International career
- Years: Team / Apps / (Points)
- 1900: England / 3 / (7)

= Gerald Gordon-Smith =

England international rugby union player

Gerald Walter Gordon-Smith (12 February 1877 – 23 January 1911) was an English international rugby union player.

Born in Southampton, Gordon-Smith picked up rugby union as a schoolboy at Chatham House College, Ramsgate, where he played as a halfback and centre. He was used at fullback in matches with Thanet Wanderers and it was in that position that he gained regular representative honours for Kent, including their championship-winning 1897 team.
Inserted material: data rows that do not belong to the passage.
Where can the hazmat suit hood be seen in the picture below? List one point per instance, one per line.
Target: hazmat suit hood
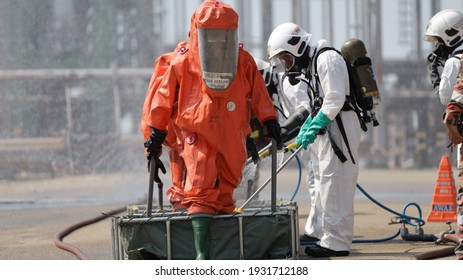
(214, 43)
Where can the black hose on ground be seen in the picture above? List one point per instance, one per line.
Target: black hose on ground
(443, 252)
(58, 239)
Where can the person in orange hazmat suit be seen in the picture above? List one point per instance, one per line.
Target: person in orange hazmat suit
(208, 94)
(177, 166)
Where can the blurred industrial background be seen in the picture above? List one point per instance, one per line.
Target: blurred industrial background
(74, 74)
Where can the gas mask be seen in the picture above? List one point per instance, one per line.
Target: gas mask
(218, 52)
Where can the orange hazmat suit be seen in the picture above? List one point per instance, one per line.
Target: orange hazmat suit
(210, 125)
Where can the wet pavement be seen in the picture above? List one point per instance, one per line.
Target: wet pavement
(35, 211)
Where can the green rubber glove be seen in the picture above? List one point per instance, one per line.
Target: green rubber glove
(305, 126)
(304, 138)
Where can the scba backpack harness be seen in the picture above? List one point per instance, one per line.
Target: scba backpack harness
(363, 96)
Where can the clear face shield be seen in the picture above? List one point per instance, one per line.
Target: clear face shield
(218, 53)
(287, 61)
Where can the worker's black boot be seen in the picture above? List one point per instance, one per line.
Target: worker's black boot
(202, 235)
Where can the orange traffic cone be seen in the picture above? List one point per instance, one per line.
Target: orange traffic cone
(444, 201)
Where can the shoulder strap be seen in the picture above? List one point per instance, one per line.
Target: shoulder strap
(336, 149)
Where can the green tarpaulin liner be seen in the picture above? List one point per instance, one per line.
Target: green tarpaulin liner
(255, 234)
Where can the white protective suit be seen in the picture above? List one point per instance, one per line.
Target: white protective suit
(291, 99)
(331, 217)
(448, 81)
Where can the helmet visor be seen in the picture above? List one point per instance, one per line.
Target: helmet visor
(218, 52)
(287, 60)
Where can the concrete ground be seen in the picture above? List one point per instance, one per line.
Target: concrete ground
(35, 211)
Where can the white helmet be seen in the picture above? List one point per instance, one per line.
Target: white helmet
(288, 37)
(265, 70)
(447, 25)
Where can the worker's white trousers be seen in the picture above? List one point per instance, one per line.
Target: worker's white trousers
(331, 217)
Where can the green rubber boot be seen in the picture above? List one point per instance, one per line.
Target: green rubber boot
(202, 234)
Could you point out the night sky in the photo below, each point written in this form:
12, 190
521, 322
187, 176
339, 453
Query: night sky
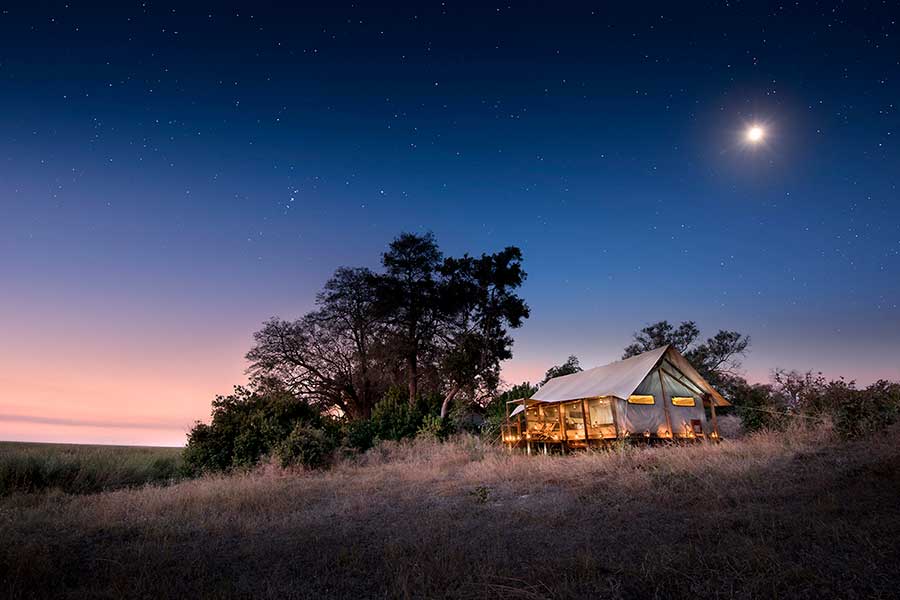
172, 176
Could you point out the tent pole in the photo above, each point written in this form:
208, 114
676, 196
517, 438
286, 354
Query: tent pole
584, 414
712, 412
563, 438
662, 386
615, 411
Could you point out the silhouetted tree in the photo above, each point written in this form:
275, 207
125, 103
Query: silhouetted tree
408, 299
331, 356
567, 368
715, 359
478, 306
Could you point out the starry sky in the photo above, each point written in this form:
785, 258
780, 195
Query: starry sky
171, 175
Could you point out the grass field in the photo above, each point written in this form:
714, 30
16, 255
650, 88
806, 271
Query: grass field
800, 516
77, 469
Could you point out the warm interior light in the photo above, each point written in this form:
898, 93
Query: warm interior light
640, 399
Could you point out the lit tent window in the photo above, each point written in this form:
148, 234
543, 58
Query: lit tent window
641, 399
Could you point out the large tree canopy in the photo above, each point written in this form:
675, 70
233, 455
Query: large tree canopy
435, 325
571, 366
334, 356
717, 359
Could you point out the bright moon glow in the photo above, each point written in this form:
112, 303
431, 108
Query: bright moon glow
755, 134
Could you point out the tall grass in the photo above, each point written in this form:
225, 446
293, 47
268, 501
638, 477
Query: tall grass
77, 469
796, 514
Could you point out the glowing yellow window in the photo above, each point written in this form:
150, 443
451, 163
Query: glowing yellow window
683, 401
641, 400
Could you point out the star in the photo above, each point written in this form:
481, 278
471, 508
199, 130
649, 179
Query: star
755, 134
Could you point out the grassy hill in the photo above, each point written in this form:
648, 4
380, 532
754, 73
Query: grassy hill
79, 469
798, 515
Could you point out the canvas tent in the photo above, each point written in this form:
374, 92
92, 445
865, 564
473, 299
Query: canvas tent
657, 394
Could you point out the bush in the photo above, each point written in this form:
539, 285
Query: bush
393, 418
306, 446
359, 435
862, 412
433, 427
246, 425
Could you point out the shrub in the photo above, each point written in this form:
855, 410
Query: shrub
306, 446
857, 413
358, 435
434, 427
393, 418
246, 425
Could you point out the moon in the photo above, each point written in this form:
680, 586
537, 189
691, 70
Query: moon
755, 134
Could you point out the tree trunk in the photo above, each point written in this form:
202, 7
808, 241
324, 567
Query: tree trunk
445, 406
413, 376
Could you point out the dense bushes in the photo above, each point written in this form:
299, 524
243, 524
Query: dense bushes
305, 446
253, 423
810, 397
246, 426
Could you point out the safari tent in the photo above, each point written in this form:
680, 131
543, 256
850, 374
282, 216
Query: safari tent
654, 395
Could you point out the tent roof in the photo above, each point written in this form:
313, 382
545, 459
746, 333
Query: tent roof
620, 379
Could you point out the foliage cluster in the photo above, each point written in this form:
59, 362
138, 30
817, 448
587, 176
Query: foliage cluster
427, 323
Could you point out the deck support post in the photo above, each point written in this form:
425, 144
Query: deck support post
584, 414
712, 412
615, 413
662, 387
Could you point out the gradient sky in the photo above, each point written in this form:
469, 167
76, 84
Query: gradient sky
171, 176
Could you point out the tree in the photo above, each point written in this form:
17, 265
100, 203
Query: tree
567, 368
663, 333
715, 359
246, 425
408, 298
330, 357
478, 305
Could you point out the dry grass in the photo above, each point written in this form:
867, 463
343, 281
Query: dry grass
81, 469
769, 515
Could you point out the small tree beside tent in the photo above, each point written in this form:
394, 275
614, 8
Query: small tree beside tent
657, 394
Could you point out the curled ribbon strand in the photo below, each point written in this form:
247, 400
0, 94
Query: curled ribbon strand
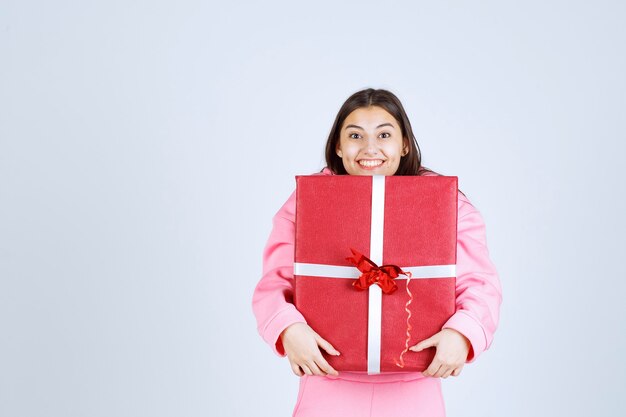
384, 276
400, 363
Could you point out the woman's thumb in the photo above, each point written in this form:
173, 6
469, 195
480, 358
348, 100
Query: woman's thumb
325, 345
424, 344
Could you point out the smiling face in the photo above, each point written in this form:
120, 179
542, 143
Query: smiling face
371, 142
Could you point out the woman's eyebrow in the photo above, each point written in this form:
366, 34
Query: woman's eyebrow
377, 127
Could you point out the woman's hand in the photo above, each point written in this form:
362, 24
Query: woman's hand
452, 350
302, 346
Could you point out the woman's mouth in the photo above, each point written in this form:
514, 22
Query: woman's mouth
370, 163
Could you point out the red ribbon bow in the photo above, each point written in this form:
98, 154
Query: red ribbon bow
373, 274
383, 276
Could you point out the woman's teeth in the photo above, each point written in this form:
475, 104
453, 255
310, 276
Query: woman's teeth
370, 164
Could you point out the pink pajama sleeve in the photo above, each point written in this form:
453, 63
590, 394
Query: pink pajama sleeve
478, 290
272, 301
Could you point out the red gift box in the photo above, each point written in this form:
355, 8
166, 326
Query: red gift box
405, 221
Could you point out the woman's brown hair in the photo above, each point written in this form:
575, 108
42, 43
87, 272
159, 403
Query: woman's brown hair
410, 164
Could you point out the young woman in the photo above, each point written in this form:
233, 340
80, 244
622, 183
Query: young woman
372, 135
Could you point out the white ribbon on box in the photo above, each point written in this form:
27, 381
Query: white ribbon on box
374, 319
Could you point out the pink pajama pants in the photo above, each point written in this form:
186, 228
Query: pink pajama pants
320, 396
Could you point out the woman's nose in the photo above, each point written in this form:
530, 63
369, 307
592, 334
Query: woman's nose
371, 147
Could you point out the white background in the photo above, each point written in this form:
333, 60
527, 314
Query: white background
145, 146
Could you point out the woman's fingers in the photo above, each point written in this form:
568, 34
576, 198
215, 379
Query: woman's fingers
432, 369
325, 345
325, 366
306, 369
296, 369
447, 373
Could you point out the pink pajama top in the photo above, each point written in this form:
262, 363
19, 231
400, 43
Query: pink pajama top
478, 290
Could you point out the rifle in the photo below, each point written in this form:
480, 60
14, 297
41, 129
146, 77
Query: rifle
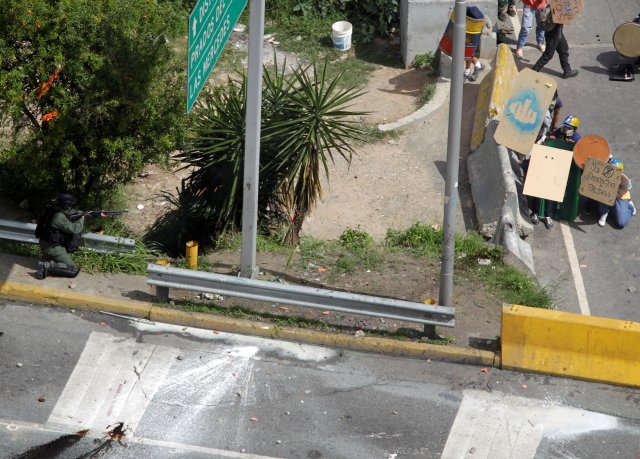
96, 214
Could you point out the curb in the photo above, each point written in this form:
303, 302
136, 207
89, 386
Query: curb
44, 295
442, 90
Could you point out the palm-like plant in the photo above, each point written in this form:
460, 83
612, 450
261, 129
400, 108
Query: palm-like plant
310, 128
304, 124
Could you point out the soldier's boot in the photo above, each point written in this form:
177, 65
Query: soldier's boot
62, 270
43, 269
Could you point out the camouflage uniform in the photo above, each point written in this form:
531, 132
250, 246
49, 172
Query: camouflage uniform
56, 251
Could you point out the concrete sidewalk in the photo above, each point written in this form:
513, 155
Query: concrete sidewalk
130, 296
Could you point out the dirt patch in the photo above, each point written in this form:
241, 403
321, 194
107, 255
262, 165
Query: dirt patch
390, 184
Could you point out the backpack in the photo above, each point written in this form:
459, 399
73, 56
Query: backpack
546, 18
43, 221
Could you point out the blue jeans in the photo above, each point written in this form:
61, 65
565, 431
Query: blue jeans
527, 21
621, 211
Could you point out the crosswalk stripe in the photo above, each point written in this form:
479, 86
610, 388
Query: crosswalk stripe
496, 425
113, 381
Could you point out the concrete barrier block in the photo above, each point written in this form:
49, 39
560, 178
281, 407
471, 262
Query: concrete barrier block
493, 185
517, 253
488, 45
445, 66
566, 344
494, 91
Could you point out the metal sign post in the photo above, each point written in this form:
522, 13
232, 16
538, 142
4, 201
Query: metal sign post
453, 158
252, 141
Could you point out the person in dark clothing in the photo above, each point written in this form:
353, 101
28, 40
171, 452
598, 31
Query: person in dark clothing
59, 230
556, 42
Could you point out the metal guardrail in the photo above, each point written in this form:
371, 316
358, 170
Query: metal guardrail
165, 278
24, 232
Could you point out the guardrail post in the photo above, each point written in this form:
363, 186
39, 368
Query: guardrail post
162, 294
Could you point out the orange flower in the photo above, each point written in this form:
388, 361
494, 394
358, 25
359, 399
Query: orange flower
44, 87
49, 116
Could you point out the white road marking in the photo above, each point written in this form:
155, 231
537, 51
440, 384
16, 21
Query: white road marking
298, 351
113, 381
495, 425
214, 452
575, 269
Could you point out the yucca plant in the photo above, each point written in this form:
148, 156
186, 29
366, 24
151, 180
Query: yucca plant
304, 124
308, 130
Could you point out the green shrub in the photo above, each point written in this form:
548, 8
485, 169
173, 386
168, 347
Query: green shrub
429, 62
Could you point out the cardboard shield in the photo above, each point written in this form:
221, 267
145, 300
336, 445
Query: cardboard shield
566, 11
591, 145
600, 181
548, 173
524, 110
626, 39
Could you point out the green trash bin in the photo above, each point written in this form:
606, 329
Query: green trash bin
568, 208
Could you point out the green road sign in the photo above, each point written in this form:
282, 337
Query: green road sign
210, 24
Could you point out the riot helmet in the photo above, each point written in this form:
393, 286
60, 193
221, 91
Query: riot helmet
65, 200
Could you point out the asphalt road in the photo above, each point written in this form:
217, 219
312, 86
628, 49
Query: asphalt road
139, 389
606, 259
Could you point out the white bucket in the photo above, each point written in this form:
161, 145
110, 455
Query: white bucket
341, 35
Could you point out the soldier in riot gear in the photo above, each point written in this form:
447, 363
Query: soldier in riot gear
59, 230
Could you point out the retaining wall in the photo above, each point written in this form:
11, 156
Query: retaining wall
422, 23
566, 344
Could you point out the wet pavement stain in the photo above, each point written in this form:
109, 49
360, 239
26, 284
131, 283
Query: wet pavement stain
54, 447
58, 446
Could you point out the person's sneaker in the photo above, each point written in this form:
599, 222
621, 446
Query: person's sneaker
534, 219
603, 219
42, 269
476, 72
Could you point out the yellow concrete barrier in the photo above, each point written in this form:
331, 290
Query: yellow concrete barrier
493, 93
566, 344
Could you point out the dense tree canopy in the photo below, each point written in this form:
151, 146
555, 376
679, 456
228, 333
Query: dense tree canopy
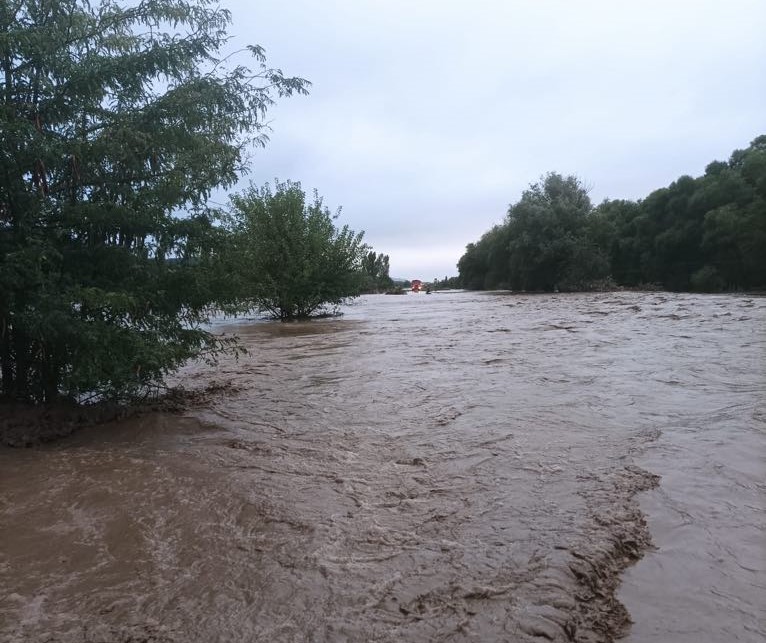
116, 123
706, 233
291, 259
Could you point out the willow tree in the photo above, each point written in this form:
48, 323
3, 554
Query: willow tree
293, 261
116, 124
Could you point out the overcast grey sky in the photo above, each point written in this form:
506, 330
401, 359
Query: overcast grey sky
427, 118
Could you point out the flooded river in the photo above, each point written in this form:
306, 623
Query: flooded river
453, 467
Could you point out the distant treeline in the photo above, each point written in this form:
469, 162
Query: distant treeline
706, 234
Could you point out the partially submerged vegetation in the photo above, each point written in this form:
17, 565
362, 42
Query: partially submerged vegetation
117, 124
706, 234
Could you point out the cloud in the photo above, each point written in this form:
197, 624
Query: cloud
426, 119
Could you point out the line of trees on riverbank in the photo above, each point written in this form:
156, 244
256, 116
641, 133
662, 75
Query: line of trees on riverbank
117, 124
705, 234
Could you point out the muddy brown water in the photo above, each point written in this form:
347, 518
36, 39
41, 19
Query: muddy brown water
452, 467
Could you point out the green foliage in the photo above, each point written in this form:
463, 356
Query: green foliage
116, 124
291, 259
706, 233
375, 268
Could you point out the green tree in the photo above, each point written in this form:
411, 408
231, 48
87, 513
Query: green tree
549, 246
375, 267
292, 260
116, 124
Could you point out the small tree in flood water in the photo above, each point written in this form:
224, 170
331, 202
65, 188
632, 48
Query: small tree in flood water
117, 121
292, 260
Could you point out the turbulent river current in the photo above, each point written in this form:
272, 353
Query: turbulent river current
452, 467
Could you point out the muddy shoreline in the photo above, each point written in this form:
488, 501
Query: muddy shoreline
452, 468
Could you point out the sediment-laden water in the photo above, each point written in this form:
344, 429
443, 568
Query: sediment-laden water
452, 467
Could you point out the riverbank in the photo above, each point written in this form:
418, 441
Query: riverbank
465, 467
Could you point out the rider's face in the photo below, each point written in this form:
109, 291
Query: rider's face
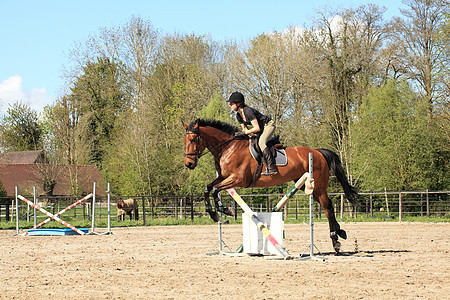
233, 106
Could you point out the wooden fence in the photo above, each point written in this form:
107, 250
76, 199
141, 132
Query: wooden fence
384, 204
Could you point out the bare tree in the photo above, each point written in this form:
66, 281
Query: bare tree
421, 56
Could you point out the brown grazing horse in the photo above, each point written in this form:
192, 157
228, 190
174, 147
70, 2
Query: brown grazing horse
235, 167
126, 207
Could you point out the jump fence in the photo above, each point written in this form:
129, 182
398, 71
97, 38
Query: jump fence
383, 204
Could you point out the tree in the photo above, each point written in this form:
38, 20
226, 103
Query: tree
349, 45
421, 58
393, 146
99, 99
20, 129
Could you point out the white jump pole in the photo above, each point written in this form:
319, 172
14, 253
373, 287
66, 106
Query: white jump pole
93, 211
108, 194
311, 220
50, 215
59, 213
259, 224
17, 211
34, 208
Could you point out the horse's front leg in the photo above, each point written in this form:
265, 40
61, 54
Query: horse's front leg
213, 214
219, 205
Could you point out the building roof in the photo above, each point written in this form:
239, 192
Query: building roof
27, 176
22, 157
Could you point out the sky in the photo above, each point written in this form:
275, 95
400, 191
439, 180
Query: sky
37, 35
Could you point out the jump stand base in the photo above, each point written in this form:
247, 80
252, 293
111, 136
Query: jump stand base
56, 231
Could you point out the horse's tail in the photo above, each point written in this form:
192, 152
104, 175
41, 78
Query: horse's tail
334, 164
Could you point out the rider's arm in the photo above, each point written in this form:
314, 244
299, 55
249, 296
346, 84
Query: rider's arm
254, 129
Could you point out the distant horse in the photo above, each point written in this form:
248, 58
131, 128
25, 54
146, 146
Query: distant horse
235, 166
126, 207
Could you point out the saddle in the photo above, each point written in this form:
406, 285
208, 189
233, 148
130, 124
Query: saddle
277, 150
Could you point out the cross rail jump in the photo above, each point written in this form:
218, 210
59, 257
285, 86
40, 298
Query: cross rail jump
52, 216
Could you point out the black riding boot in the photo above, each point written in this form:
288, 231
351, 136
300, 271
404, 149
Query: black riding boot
270, 162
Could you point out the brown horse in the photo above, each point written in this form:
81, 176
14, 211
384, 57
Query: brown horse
126, 207
235, 166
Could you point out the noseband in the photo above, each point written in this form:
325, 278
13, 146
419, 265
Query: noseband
197, 153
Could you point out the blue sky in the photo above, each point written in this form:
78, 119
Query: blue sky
37, 35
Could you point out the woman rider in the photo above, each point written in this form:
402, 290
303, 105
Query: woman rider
261, 125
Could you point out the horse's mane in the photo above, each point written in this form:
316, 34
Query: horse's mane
222, 126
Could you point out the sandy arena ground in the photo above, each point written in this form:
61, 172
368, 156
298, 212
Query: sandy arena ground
392, 261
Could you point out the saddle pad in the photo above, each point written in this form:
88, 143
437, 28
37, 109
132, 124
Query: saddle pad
280, 156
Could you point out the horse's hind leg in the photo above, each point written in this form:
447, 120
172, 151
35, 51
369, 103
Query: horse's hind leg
335, 228
219, 205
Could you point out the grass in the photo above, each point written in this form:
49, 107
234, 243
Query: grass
103, 223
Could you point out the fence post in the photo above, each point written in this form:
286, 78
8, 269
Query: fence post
421, 204
192, 207
153, 207
143, 211
371, 204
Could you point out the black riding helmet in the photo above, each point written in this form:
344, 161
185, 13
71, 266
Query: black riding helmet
236, 97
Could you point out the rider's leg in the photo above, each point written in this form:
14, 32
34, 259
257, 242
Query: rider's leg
268, 130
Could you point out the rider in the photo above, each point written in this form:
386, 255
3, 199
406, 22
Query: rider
262, 126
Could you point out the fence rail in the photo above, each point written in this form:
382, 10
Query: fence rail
372, 205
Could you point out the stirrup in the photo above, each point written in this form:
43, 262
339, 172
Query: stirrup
268, 173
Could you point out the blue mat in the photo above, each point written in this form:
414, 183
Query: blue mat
56, 231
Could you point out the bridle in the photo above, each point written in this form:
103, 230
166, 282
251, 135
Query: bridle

Gordon-Smith was capped for England as a centre in the 1900 Home Nations Championship and was their only three-quarter to feature in all three internationals. His try and drop goal helped England defeat Ireland in Richmond.

Following two seasons with Blackheath, Gordon-Smith relocated to Cornwall to study at the Camborne School of Mines.

Gordon-Smith became ill while working overseas and died in 1911, several months after returning to Cornwall.